Domingo XV del tiempo ordinario

12 de julio del 2020

1. Querida familia Diocesana, la enseñanza que recibimos en el Evangelio es por medio de la imagen del campesino. Lo propio del sembrador es preparar la tierra y sembrar la semilla, él no sabe qué cantidad de cosecha va a obtener. Esta imagen expresa la realidad de la palabra del Reino, es una palabra que en sí misma no es estéril, tiene la virtud de germinar y de dar frutos. De aquí viene la misión para toda la comunidad, nunca hay que dejar de sembrar porque siempre habrá frutos, poco o mucho pero siempre habrá frutos porque es el Señor quien hace germinar la semilla de la Palabra hasta dar sus frutos.

2. En nuestra Iglesia diocesana existe la expectativa por conocer cuándo podremos celebrar la Eucaristía con presencia de fieles y retomar nuestras labores pastorales. A mis hermanos sacerdotes les he enviado una carta donde les explico cuáles son las condiciones que debemos tomar en cuenta para la reapertura de los templos. Estas condiciones tienen presente las normas que la Secretaria de Salud va emitiendo. No obstante, el Estado de Chiapas se encuentra en semáforo rojo de la contingencia y los contagios y defunciones no disminuyen. Y mientras siga así sería irresponsable de nuestra parte reanudar los servicios.

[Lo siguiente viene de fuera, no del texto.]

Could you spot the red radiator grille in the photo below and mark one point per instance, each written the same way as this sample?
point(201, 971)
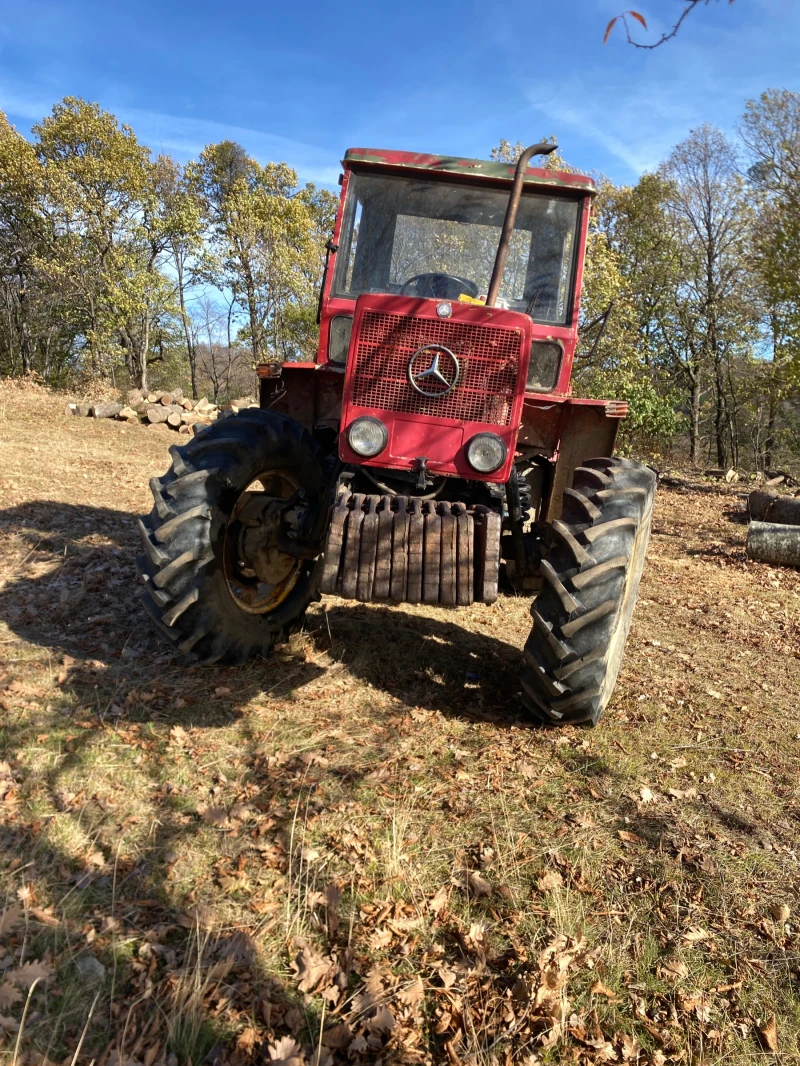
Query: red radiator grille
point(489, 357)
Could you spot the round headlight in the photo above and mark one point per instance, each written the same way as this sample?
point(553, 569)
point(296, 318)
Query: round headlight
point(367, 436)
point(486, 453)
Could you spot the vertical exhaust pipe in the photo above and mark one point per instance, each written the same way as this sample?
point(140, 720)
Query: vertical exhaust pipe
point(508, 223)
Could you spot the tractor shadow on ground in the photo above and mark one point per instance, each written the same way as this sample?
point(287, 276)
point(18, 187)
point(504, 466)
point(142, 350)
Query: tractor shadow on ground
point(69, 586)
point(424, 661)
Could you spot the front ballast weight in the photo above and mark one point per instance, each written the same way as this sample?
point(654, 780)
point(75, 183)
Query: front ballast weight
point(405, 550)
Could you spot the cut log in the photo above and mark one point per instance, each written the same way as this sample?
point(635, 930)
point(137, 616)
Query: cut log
point(156, 415)
point(772, 543)
point(105, 409)
point(769, 506)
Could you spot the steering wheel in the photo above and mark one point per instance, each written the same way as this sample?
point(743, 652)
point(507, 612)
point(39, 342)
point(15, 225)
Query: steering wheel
point(438, 287)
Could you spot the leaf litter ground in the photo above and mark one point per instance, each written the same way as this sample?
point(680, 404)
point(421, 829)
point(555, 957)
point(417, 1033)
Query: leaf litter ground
point(360, 851)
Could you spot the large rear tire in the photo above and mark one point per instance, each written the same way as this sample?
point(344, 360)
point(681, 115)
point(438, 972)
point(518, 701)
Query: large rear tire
point(582, 614)
point(200, 592)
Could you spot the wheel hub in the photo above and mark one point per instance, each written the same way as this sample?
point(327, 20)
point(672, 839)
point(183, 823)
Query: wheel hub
point(259, 575)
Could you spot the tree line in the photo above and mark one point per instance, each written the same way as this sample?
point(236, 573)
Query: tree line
point(116, 264)
point(114, 260)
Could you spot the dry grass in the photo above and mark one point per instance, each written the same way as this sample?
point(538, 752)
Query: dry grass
point(358, 850)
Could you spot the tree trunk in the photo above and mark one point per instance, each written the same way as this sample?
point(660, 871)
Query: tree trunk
point(190, 349)
point(694, 429)
point(768, 506)
point(770, 543)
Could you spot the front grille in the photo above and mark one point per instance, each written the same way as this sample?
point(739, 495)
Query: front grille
point(489, 357)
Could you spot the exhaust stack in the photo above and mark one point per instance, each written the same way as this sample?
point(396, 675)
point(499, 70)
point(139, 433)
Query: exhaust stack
point(508, 224)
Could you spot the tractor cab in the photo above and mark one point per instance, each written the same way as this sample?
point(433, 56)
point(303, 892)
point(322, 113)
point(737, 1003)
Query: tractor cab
point(429, 227)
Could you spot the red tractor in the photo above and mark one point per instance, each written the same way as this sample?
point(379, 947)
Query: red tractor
point(433, 451)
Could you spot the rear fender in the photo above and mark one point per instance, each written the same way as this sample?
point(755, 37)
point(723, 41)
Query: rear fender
point(306, 391)
point(569, 432)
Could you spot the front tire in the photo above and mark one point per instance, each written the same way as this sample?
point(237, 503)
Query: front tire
point(201, 596)
point(582, 614)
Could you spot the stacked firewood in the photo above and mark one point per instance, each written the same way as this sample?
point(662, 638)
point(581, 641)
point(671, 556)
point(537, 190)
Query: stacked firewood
point(172, 409)
point(773, 534)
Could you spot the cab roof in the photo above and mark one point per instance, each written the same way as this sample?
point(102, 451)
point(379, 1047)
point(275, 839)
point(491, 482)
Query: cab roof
point(466, 167)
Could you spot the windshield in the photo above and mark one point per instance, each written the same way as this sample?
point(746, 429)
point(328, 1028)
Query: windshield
point(438, 239)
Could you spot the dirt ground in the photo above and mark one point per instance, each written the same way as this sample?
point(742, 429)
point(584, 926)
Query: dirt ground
point(360, 851)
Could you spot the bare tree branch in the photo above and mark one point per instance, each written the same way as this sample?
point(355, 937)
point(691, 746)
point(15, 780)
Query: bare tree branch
point(689, 6)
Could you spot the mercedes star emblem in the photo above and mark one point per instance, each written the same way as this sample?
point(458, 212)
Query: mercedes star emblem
point(440, 377)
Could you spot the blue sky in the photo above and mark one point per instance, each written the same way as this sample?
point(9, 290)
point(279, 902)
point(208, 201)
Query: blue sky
point(303, 81)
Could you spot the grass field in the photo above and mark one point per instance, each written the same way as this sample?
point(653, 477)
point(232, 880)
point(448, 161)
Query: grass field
point(360, 851)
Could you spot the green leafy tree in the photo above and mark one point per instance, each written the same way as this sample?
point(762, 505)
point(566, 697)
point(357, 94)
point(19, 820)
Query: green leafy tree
point(260, 231)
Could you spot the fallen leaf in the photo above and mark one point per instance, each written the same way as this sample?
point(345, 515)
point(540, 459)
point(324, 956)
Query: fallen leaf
point(310, 968)
point(600, 989)
point(286, 1052)
point(338, 1036)
point(478, 885)
point(10, 918)
point(438, 901)
point(683, 793)
point(769, 1034)
point(382, 1020)
point(780, 911)
point(413, 994)
point(9, 995)
point(213, 816)
point(45, 917)
point(629, 838)
point(673, 969)
point(26, 974)
point(693, 935)
point(549, 879)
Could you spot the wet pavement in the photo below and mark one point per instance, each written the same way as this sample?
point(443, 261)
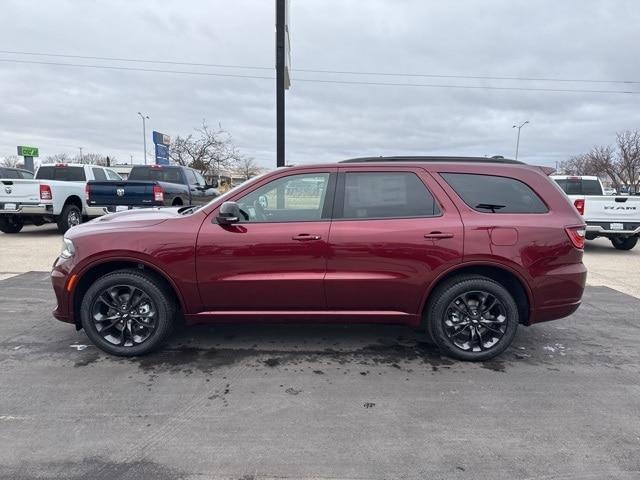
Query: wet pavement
point(322, 402)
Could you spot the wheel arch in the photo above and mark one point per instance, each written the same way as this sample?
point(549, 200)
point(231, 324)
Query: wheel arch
point(95, 270)
point(507, 277)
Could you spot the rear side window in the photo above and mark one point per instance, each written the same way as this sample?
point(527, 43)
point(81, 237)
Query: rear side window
point(65, 174)
point(493, 194)
point(98, 174)
point(169, 175)
point(386, 195)
point(579, 186)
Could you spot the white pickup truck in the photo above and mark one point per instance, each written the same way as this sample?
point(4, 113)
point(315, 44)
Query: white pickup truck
point(56, 194)
point(617, 218)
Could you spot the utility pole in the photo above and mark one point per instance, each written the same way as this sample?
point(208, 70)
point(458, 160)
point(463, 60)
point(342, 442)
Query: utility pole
point(519, 127)
point(144, 134)
point(280, 80)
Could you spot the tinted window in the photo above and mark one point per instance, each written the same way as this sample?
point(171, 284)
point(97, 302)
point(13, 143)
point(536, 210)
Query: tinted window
point(98, 174)
point(111, 175)
point(386, 195)
point(191, 177)
point(7, 173)
point(579, 186)
point(156, 174)
point(487, 193)
point(296, 198)
point(65, 173)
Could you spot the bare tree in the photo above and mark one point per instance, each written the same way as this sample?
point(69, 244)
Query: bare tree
point(208, 150)
point(247, 167)
point(628, 158)
point(11, 161)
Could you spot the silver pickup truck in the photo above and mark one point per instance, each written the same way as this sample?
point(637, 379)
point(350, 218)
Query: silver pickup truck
point(617, 218)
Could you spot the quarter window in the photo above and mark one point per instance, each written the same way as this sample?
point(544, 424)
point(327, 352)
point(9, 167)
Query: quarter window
point(493, 194)
point(296, 198)
point(386, 195)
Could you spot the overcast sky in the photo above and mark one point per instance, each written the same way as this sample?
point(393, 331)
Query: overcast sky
point(60, 108)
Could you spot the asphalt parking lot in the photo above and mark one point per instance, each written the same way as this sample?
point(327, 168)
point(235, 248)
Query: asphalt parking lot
point(319, 402)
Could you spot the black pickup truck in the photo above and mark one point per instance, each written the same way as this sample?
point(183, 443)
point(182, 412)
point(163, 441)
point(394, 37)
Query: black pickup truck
point(152, 186)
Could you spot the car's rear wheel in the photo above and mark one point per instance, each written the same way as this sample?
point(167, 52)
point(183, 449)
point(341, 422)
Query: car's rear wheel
point(11, 224)
point(128, 313)
point(70, 217)
point(622, 243)
point(472, 317)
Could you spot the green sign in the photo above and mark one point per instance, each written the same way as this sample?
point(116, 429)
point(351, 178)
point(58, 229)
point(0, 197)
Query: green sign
point(24, 151)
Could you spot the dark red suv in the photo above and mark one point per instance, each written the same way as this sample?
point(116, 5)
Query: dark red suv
point(467, 248)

3. Una realidad muy común entre nosotros es el de la contaminación de ríos y arroyos cuando inicia el tiempo de lluvias debido a que fácilmente nos deshacemos de la basura tirándola a las calles. Ésta termina en los causes de los ríos contaminándolos y provocando serios problemas en las partes bajas de la costa. Tenemos que crecer en la cultura del cuidado de la Casa Común. No se trata de tirar basura en las calles o de quemarla o de depositarla en los carros que la transportan a lugares de desechos municipales; más bien, se trata de producir la menor cantidad de basura usando el método de reducir, reutilizar y reciclar.

4. La realidad migratoria en la frontera sur de México requiere más atención por parte de las debidas autoridades. Durante la pandemia los migrantes están expuestos a contraer el virus y a transmitirlo. Los migrantes no están exentos al COVID-19, si bien es cierto que no podemos detener los flujos migratorios, sí podemos procurarles las medidas sanitarias en los lugares conglomerados como son parques, mercados, entre otros. La realidad es que muchos de ellos, mientras esperan sus trámites en migración, andan deambulando por las calles sin mascarillas. Ya que estamos aún en semáforo rojo, se necesita mayor atención a esta población y no dejarlos a la deriva.

Dios nuestro Padre, por intercesión de Nuestra Señora Margarita Concepción y de San José, nos proteja y custodie a todos, en especial a los más vulnerables, en esta pandemia.